Over the years, we’ve seen several car companies tout their decision to create an “EV division” within the company, a group tasked specifically with looking into EV technology and how to implement that within the product line.
But many times, this can still be counterproductive. With the EV shift happening now, companies need to stop thinking about “EV divisions” and start going all-in on EVs at every level.
Last week, we heard news of Toyota establishing a new “EV role” in North America. Many took this as a positive, given Toyota’s long history of anti-EV advocacy.
It certainly could signal a change since Toyota has somewhat softened that anti-EV stance in recent years, notably with the resignation of its former CEO and replacement with a purportedly more pro-EV successor.
But sometimes these EV divisions turn into an attempt to silo EV thinking into a part of the company that can be easily ignored.
For example, BMW had an early lead on EVs with the original MINI E and ActiveE projects, leading to the BMW i3, one of the first ground-up EVs developed by any company. The i3 and the i8 were part of BMW’s “Project i” division, a separate unit meant to focus on electric mobility.
The division languished under CEO Harald Kruger, who came into the company with a mission to improve BMW’s EV projects but met resistance from company executives and was unable to make much progress on that front, leading to his resignation in 2019. In this case, having a separate division made it easier for the company to continue its old ways of thinking without integrating electrification fully into the product line.
It doesn’t have to be like this. Ford did a similar thing when it split off a separate “Team Edison” to focus on EV programs, and it worked quite well. Ford shipped the Mustang Mach-E only about four years after Team Edison was established – impressively quick in terms of vehicle development timelines, which are generally around seven years long.
But even Ford’s effort needs to be stronger given where we are in the timeline of industry electrification and where companies need to be by the next decade.
60% EV by 2030 means companies must plan majority EV now
The EPA recently announced rules targeting 60% EV sales by 2030. Given the aforementioned seven-year development timeline, this means that 60% of cars going into development today, mid-2023, with less than seven years left until 2030, need to be electric. This doesn’t just apply to light-duty vehicle sales, either, as US and California governments are implementing strong truck regulations as well.

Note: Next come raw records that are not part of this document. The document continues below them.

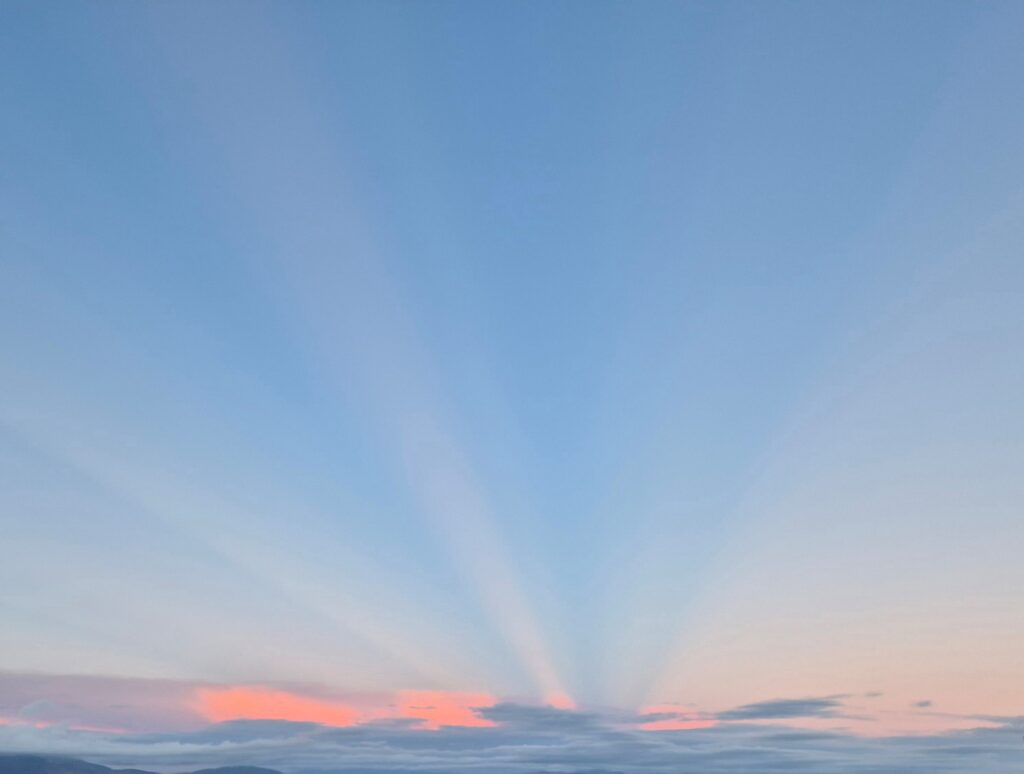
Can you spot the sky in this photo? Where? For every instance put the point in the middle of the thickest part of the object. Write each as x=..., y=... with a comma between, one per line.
x=569, y=386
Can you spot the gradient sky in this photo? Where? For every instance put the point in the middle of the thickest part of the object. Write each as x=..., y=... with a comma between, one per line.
x=390, y=361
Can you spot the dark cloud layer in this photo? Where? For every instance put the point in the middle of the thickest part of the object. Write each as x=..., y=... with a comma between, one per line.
x=543, y=740
x=827, y=706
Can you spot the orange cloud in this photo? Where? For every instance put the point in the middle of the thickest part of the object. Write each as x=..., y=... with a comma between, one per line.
x=242, y=702
x=437, y=708
x=682, y=720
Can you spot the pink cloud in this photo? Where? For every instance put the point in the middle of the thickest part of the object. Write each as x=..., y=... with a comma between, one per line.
x=245, y=702
x=677, y=719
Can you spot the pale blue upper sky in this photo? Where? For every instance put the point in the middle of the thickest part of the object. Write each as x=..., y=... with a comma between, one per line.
x=523, y=347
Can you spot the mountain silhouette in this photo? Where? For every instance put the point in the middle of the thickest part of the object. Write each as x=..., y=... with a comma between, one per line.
x=17, y=764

If a majority of vehicles going into development today need to be electric, then a separate “EV division” isn’t going to cut it. The whole company needs to put its main focus on electric. There is still room for potential side projects to salvage whatever small niches gas engines might continue to fill come next decade, but more effort needs to go into EVs than into gas at this point, rather than the other way around.
We did some similar math two years ago when we declared that it would be easy for any company to end gas car sales by 2035. In 2021, all a company would need to do to end gas car sales by 2035 is just stop greenlighting new gas car projects – even if they changed none of their development plans and continued developing and selling the models they were already working on at the time.
This is not just a necessity due to individual government regulations, but given where we are in the climate crisis, urgent action is needed. Continuing to sell fossil-powered vehicles well into the next decade, which will continue polluting for a decade or more after they’re put on the road, is not what the world needs right now.
And so establishing a separate EV division is simply not enough. What Toyota and everyone else need to do is put the company’s primary focus on electrification, starting now, if they want to have any chance of making it through the next decade.